Machine learning helps attackers map networks, identify weak points, and generate adaptive exploits in real time. This allows them to scale operations, shorten attack lifecycles, and evade traditional defences.  


How Organisations Can Defend Against These Threats


To defend against the growing cyber threats to critical infrastructure, organisations must adopt a proactive, layered defence strategy that includes real-time monitoring, asset visibility, network segmentation, red teaming, and adherence to international cybersecurity frameworks like NIST and IEC 62443.

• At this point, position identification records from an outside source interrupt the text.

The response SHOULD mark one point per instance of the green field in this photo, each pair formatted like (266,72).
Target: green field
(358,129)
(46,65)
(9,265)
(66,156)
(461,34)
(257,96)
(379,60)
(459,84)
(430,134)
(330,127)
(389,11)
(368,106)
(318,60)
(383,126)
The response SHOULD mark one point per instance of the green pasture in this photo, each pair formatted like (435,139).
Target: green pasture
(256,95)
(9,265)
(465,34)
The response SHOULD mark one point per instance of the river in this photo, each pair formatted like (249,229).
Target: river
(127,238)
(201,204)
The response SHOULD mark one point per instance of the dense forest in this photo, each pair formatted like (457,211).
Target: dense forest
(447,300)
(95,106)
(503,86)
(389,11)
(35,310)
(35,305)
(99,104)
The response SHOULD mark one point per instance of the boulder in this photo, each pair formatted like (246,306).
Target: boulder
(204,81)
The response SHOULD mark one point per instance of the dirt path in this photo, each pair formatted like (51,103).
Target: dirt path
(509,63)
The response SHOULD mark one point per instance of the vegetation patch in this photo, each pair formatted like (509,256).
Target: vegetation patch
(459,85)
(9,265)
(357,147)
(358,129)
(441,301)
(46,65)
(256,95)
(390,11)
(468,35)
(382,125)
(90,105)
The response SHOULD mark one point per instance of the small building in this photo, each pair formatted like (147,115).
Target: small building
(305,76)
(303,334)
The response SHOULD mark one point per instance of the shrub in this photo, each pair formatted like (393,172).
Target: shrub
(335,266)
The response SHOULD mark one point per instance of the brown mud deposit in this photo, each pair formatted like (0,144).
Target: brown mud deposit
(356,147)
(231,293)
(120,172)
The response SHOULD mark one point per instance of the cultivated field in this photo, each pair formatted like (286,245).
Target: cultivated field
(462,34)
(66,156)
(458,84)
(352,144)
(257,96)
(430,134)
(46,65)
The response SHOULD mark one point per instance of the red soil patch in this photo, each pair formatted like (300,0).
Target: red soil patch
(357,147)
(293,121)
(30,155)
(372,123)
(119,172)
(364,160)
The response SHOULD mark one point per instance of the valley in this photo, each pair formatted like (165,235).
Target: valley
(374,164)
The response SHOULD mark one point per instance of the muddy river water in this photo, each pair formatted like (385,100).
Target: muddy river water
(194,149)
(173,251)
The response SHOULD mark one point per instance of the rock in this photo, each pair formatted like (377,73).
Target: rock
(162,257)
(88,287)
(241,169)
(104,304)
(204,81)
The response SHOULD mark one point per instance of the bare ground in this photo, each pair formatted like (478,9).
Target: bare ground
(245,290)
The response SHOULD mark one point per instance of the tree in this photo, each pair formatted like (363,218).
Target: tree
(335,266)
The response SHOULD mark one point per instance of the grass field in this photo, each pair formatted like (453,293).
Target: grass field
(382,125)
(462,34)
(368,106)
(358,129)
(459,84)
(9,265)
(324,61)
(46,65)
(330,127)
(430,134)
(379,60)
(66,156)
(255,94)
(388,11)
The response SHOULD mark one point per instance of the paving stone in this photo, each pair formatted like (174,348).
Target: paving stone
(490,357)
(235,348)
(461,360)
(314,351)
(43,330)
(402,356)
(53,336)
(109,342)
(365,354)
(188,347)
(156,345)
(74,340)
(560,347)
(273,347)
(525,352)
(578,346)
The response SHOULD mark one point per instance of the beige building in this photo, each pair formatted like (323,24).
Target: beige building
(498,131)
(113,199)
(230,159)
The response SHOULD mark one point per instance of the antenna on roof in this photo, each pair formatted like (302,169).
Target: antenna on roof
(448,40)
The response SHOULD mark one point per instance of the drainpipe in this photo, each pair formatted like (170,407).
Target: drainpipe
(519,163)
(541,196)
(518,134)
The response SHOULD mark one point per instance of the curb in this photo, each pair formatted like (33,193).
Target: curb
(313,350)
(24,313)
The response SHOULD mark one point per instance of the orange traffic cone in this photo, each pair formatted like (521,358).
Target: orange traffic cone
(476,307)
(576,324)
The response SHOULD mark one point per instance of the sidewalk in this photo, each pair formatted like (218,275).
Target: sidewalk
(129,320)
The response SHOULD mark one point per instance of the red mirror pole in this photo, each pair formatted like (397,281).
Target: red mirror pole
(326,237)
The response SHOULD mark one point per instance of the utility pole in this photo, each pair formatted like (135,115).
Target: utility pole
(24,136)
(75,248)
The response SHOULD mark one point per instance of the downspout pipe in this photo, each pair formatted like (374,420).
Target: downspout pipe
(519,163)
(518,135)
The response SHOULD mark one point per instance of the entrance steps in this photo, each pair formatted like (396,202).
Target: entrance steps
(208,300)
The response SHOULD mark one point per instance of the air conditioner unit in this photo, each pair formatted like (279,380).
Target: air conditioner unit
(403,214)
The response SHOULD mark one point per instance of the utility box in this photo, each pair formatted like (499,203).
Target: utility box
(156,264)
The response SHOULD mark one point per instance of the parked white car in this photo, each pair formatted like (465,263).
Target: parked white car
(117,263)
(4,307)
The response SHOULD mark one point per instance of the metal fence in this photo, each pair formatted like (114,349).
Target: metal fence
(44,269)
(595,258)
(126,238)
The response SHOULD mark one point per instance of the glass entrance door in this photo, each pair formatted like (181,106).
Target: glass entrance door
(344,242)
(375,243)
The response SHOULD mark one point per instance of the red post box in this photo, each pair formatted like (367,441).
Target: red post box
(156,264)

Continuous Monitoring and Anomaly Detection  

Early detection helps stop attacks before they cause damage. Organisations should use real-time monitoring across both IT and OT systems. They must employ tools like SIEM platforms, threat intelligence feeds, and anomaly detection systems that spot unusual behaviour.

For example, a sudden surge in PLC (Programmable Logic Controller) traffic or an unexpected Modbus command should trigger an alert.

Machine learning tools can help SOC teams catch zero-day attacks, lateral movement, or data theft early. It's also important to combine IT and OT monitoring since many attacks move between both environments. 

Comprehensive Asset Inventories and Risk Assessments

Maintaining an up-to-date inventory of all hardware, software, and digital systems, both old and new, is a key first step.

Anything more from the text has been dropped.